By Natalie Richoux
In our August and September issue of Giggle, we published an article titles “Breaking Through the Glass Ceiling of STEM” which discussed the importance of girls interested in STEM related fields pursuing those interests and the various resources available in Alachua County for girls interested in STEM fields. On Wednesday, October 17, I spent time at the STEM is Elementary: Engineering Showcase for K-5 Educators where approximately 70 elementary teachers from around Alachua County gathered to learn more about STEM fields and the ways they can incorporate STEM into their curriculum.
The showcase featured Dr. Chelsey Simmons, a mechanical engineering professor at the University of Florida and Dr. Renee Simmons, professor emeritus from the University of Florida. Dr. Chelsey Simmons stressed that engineering is more than just building a bridge but is everything from prosthetics for individuals to designing a can of hairspray to textiles for clothing and that engineering happens on both a big and small level. Dr. Chelsey Simmons said one way K-5 teachers can incorporate STEM into lesson plans is by focusing on the practices and dispositions of STEM careers and professionals which include: communication, writing, reading, planning, a growth mindset, creativity and flexibility and resilience and persistence and that STEM can’t be successfully incorporated into a classroom with a short, 10 minute lesson. Dr. Renee Simmons echoed these sentiments by stating that many of the ways teachers can encourage and teach STEM meet many ELA standards teachers have to meet and are great ways to help children grow and expand in other areas of their academics through certain STEM practices such as writing and communication.
The showcase also followed up on a grant that allowed 6 K-5 educators to spend time in labs this summer for six weeks running different things and being a part of actual STEM projects to gain hands on experience in a STEM field. Their lab work was Monday thru Thursday from 8:30 to 3:30, with the last hour and half of the day and Fridays spent developing lesson plans for their classrooms, going on field experience trips and being in the field. These teachers, along with UF professors and graduate students, then presented 15 minute demonstrations of activities and lessons teachers can incorporate into their classroom.

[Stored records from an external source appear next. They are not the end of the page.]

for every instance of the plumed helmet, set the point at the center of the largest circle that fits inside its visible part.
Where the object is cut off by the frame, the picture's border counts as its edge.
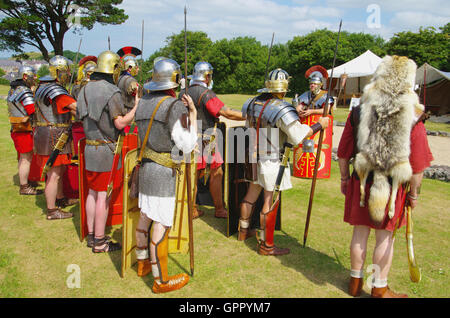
(277, 82)
(128, 60)
(108, 63)
(26, 70)
(166, 74)
(201, 71)
(316, 73)
(59, 67)
(87, 66)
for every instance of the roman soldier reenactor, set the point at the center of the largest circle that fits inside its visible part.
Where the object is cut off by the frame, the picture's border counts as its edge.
(86, 67)
(128, 83)
(55, 107)
(276, 122)
(168, 126)
(101, 108)
(21, 109)
(387, 138)
(209, 109)
(310, 108)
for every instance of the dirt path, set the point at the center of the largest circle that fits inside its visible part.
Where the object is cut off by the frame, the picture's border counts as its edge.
(440, 146)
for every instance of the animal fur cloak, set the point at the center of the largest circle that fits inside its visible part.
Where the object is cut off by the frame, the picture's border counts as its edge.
(383, 138)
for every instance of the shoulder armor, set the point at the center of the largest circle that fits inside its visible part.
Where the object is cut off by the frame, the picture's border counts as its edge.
(245, 107)
(51, 90)
(279, 109)
(305, 98)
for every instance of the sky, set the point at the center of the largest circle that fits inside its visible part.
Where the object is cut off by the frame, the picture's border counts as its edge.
(221, 19)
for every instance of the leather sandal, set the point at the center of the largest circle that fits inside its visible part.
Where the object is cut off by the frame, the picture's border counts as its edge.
(65, 202)
(90, 239)
(246, 233)
(263, 249)
(58, 214)
(28, 189)
(221, 213)
(108, 247)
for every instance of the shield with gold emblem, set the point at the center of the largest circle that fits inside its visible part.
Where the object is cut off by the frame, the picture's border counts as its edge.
(305, 153)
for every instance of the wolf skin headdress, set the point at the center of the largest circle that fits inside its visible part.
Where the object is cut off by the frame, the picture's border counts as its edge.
(383, 138)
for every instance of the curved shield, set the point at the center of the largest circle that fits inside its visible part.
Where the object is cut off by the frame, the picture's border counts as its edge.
(70, 178)
(237, 140)
(305, 153)
(178, 234)
(203, 197)
(116, 200)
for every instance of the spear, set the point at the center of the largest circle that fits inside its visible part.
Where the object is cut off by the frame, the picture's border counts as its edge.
(319, 146)
(188, 165)
(76, 62)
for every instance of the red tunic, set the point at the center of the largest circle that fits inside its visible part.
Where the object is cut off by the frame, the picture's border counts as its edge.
(23, 141)
(419, 158)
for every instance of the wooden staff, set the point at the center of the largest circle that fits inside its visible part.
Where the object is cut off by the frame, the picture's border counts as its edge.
(319, 147)
(188, 165)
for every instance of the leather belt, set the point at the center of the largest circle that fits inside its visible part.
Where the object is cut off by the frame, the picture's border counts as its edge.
(58, 125)
(162, 158)
(97, 142)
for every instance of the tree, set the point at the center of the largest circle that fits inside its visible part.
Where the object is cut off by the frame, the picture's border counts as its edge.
(317, 48)
(30, 22)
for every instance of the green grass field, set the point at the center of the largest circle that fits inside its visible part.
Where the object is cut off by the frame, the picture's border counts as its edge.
(35, 254)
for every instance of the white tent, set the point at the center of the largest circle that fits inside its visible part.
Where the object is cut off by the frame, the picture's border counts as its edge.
(358, 71)
(430, 74)
(435, 94)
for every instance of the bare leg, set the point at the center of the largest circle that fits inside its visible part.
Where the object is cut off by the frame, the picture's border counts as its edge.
(383, 253)
(24, 165)
(358, 248)
(51, 186)
(90, 209)
(216, 190)
(358, 252)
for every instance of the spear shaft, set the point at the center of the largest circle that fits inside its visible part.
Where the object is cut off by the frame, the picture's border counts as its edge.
(319, 146)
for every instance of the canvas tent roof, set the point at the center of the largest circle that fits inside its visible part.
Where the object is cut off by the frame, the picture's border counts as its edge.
(363, 65)
(432, 74)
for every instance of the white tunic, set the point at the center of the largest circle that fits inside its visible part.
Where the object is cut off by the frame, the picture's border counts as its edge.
(161, 209)
(268, 167)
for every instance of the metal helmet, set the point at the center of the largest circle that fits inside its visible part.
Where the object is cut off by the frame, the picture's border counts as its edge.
(87, 66)
(26, 70)
(128, 60)
(166, 74)
(315, 78)
(315, 74)
(108, 63)
(30, 72)
(277, 82)
(59, 67)
(201, 71)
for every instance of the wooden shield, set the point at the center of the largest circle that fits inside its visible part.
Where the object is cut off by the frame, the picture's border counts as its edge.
(178, 234)
(116, 201)
(237, 185)
(203, 197)
(304, 159)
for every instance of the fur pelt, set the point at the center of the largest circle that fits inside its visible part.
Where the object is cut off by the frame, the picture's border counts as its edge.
(383, 137)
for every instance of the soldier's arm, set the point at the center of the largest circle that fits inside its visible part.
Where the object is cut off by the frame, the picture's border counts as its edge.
(231, 113)
(120, 120)
(414, 183)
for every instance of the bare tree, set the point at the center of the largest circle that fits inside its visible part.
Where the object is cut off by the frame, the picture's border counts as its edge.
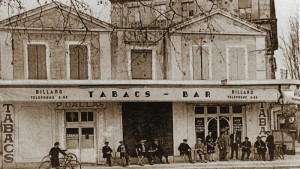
(289, 46)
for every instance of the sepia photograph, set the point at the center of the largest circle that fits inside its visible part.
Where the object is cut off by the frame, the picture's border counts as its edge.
(149, 84)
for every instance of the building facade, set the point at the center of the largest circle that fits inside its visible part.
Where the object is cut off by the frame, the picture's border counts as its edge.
(163, 69)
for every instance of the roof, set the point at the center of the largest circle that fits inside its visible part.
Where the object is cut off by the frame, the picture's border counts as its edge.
(54, 5)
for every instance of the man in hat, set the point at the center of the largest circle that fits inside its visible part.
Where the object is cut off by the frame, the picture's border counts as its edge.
(246, 148)
(142, 151)
(54, 153)
(261, 148)
(185, 149)
(222, 145)
(159, 151)
(106, 150)
(271, 145)
(123, 152)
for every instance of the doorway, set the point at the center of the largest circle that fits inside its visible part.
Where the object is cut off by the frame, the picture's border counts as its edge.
(147, 121)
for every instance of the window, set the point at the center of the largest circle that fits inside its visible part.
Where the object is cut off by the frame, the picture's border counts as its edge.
(36, 66)
(200, 62)
(134, 14)
(188, 9)
(237, 63)
(160, 11)
(78, 60)
(245, 9)
(141, 64)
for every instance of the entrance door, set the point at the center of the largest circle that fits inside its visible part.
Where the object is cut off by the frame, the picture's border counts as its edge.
(80, 135)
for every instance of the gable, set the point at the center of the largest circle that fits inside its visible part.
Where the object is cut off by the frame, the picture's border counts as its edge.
(218, 23)
(55, 17)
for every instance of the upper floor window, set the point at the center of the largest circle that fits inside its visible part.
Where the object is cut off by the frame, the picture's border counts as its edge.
(141, 64)
(188, 9)
(37, 61)
(160, 11)
(78, 61)
(237, 63)
(245, 9)
(134, 14)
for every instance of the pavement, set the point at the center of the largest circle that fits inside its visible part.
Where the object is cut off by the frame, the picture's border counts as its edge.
(290, 162)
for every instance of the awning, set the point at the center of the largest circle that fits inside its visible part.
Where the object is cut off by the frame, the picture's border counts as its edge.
(291, 97)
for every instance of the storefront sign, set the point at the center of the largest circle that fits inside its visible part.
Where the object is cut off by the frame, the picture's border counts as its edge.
(8, 134)
(139, 94)
(291, 97)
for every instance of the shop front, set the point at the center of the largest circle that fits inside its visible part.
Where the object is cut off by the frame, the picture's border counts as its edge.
(82, 118)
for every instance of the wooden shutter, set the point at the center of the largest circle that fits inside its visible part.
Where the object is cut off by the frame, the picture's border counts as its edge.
(141, 64)
(37, 67)
(237, 64)
(78, 62)
(200, 62)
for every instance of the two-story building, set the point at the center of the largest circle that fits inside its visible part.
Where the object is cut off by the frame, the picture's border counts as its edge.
(163, 69)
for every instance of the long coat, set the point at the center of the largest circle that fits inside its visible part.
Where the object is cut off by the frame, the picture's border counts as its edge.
(106, 150)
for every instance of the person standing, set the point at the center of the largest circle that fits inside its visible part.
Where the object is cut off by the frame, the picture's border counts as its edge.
(159, 151)
(235, 140)
(54, 153)
(222, 147)
(246, 148)
(211, 143)
(271, 145)
(123, 152)
(185, 149)
(199, 146)
(106, 150)
(261, 148)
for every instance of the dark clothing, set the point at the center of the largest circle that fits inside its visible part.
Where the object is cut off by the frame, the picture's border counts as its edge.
(235, 140)
(159, 152)
(185, 149)
(54, 152)
(123, 152)
(222, 147)
(261, 148)
(210, 142)
(271, 146)
(106, 150)
(246, 149)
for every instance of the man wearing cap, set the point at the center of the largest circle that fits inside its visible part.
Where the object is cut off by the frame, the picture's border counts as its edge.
(185, 149)
(106, 150)
(159, 151)
(142, 151)
(271, 145)
(246, 148)
(123, 152)
(260, 147)
(54, 153)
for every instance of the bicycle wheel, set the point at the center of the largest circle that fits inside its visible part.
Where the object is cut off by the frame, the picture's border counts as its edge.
(45, 165)
(46, 158)
(73, 156)
(73, 164)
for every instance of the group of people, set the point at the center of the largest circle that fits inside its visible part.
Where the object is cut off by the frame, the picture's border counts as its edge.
(234, 141)
(155, 150)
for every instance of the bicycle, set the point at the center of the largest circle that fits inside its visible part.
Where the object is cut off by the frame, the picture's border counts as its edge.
(65, 163)
(278, 152)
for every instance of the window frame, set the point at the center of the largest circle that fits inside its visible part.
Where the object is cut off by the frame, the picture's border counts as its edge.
(153, 60)
(246, 73)
(68, 66)
(48, 60)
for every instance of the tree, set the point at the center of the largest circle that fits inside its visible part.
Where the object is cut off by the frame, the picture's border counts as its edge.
(289, 46)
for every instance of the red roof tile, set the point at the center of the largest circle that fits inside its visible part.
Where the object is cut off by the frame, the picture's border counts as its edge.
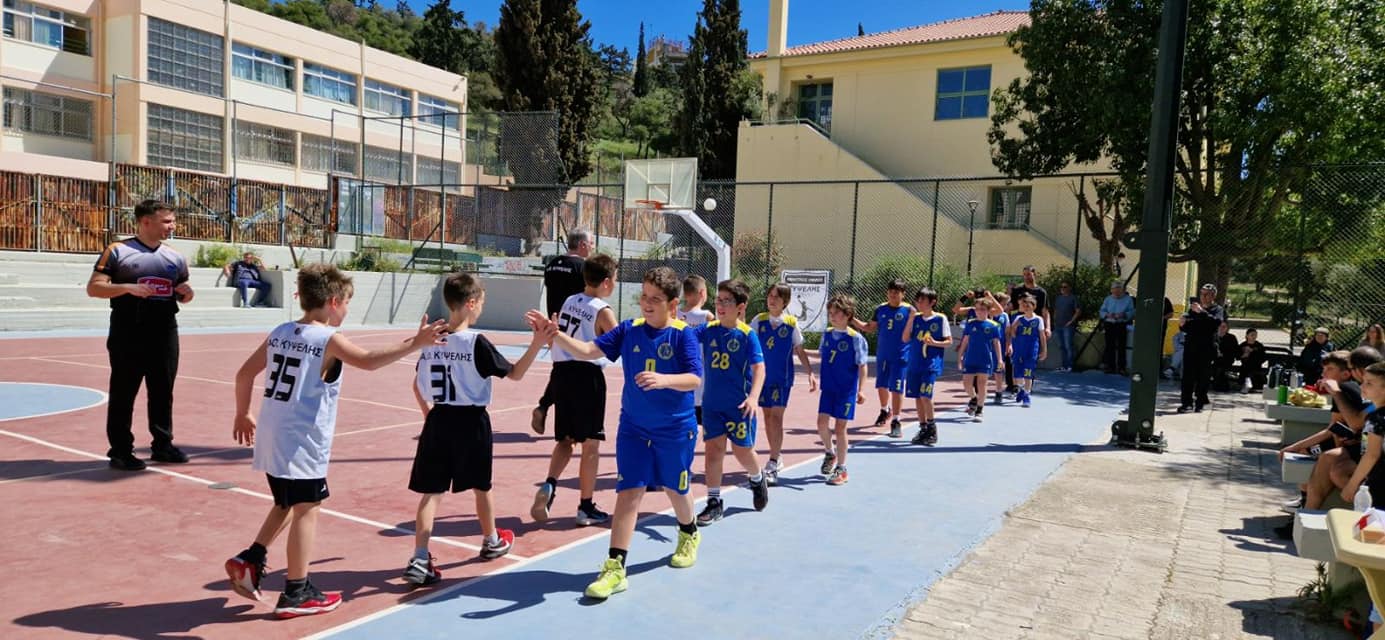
(993, 24)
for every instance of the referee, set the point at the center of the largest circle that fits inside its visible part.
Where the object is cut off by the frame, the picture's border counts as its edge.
(144, 280)
(561, 280)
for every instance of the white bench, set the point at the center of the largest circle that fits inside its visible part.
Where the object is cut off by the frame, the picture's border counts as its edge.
(1313, 542)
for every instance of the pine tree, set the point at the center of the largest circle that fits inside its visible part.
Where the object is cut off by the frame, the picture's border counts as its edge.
(641, 68)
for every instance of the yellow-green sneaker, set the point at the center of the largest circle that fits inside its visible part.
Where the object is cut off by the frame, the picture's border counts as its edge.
(610, 581)
(686, 553)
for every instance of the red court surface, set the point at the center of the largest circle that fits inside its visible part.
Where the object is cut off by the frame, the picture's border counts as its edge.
(94, 552)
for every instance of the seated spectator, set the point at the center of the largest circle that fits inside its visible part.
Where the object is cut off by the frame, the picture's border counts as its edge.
(245, 274)
(1226, 351)
(1252, 362)
(1338, 449)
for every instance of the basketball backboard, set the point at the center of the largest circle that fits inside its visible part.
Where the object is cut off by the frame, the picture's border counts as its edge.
(669, 180)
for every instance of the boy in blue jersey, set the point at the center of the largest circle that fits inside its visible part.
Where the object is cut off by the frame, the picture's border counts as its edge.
(780, 338)
(844, 383)
(930, 334)
(734, 376)
(1026, 347)
(657, 432)
(891, 326)
(979, 355)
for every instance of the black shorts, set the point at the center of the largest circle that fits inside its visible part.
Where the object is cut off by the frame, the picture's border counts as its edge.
(578, 392)
(453, 450)
(288, 491)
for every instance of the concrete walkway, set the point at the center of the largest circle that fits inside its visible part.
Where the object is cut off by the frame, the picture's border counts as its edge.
(1140, 546)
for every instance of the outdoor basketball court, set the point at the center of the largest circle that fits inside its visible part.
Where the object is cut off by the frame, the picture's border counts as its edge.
(96, 552)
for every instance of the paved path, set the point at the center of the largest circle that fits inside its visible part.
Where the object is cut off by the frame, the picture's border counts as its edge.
(1140, 546)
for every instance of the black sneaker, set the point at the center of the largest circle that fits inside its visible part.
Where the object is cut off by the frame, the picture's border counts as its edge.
(761, 492)
(423, 572)
(128, 463)
(711, 513)
(168, 455)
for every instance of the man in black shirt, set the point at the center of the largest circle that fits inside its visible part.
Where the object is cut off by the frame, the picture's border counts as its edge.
(1200, 326)
(561, 279)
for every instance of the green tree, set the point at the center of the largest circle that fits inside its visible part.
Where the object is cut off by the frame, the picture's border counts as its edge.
(1269, 86)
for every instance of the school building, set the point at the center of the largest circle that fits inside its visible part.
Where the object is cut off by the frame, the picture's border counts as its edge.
(903, 104)
(216, 87)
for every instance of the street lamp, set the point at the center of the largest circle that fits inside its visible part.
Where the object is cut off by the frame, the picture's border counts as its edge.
(971, 233)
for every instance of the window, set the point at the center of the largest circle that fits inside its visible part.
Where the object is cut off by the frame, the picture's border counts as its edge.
(265, 143)
(333, 85)
(963, 93)
(388, 165)
(262, 67)
(387, 99)
(182, 57)
(184, 139)
(317, 153)
(815, 103)
(1010, 208)
(47, 27)
(47, 114)
(430, 105)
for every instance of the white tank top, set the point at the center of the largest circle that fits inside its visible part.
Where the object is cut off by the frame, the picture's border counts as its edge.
(579, 320)
(298, 413)
(448, 373)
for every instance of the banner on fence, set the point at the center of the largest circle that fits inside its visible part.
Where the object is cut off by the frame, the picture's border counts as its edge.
(810, 290)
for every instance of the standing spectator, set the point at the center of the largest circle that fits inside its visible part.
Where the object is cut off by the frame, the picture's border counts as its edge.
(1252, 362)
(1226, 351)
(144, 280)
(561, 279)
(1374, 338)
(1065, 313)
(244, 274)
(1310, 359)
(1200, 326)
(1117, 312)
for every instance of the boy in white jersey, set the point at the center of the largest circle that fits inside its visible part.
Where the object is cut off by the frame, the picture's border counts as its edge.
(454, 448)
(578, 389)
(691, 312)
(295, 428)
(780, 338)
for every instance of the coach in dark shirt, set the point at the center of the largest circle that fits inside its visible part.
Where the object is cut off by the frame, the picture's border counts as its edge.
(563, 279)
(1200, 347)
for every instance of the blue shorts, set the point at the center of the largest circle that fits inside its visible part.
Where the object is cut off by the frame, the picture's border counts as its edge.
(654, 460)
(730, 423)
(774, 395)
(840, 405)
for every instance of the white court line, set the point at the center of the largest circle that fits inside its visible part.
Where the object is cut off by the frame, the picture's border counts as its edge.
(478, 579)
(247, 492)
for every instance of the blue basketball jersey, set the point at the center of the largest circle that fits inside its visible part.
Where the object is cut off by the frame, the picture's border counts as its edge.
(729, 353)
(842, 353)
(889, 330)
(672, 349)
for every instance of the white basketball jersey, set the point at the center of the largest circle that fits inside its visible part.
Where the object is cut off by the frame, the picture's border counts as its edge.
(579, 320)
(298, 413)
(448, 373)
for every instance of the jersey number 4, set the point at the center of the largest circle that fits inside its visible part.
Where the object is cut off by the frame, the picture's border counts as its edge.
(284, 374)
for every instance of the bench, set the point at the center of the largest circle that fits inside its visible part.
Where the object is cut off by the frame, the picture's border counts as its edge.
(1313, 540)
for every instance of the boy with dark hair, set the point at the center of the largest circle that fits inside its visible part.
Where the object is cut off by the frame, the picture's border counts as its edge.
(456, 445)
(294, 434)
(657, 435)
(734, 369)
(579, 392)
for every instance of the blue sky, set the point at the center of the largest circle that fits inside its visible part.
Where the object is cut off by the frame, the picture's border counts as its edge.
(618, 21)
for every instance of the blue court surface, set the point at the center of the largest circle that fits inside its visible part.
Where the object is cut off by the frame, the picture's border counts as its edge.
(820, 563)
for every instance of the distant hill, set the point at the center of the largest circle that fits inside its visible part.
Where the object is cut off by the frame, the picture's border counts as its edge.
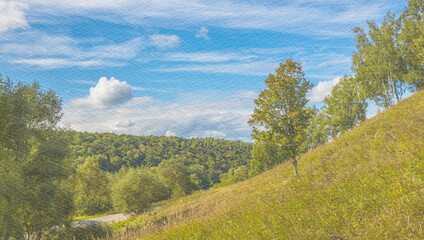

After the speakers had finished, teachers selected which small scale, 15 minute demonstration they wanted to attend with 12 different topics ranging from Engineering a Marshmallow Catapult to Minnow Madness to Make Way for 3-D Printing. Teachers spent 15 minutes at each demonstration and could go to three different demonstrations which came with a lesson plan sheet to take with them. Additionally, Dr. Chelsey Simmons built into the grant supplies for teachers to teach the lessons.
Alachua County is making strides towards providing growth opportunities for teachers and students interested in STEM and this showcase is the first one held in collaboration with UF and will continue for the next two years with hopes they can secure funding to make this an annual showcase that runs for many years.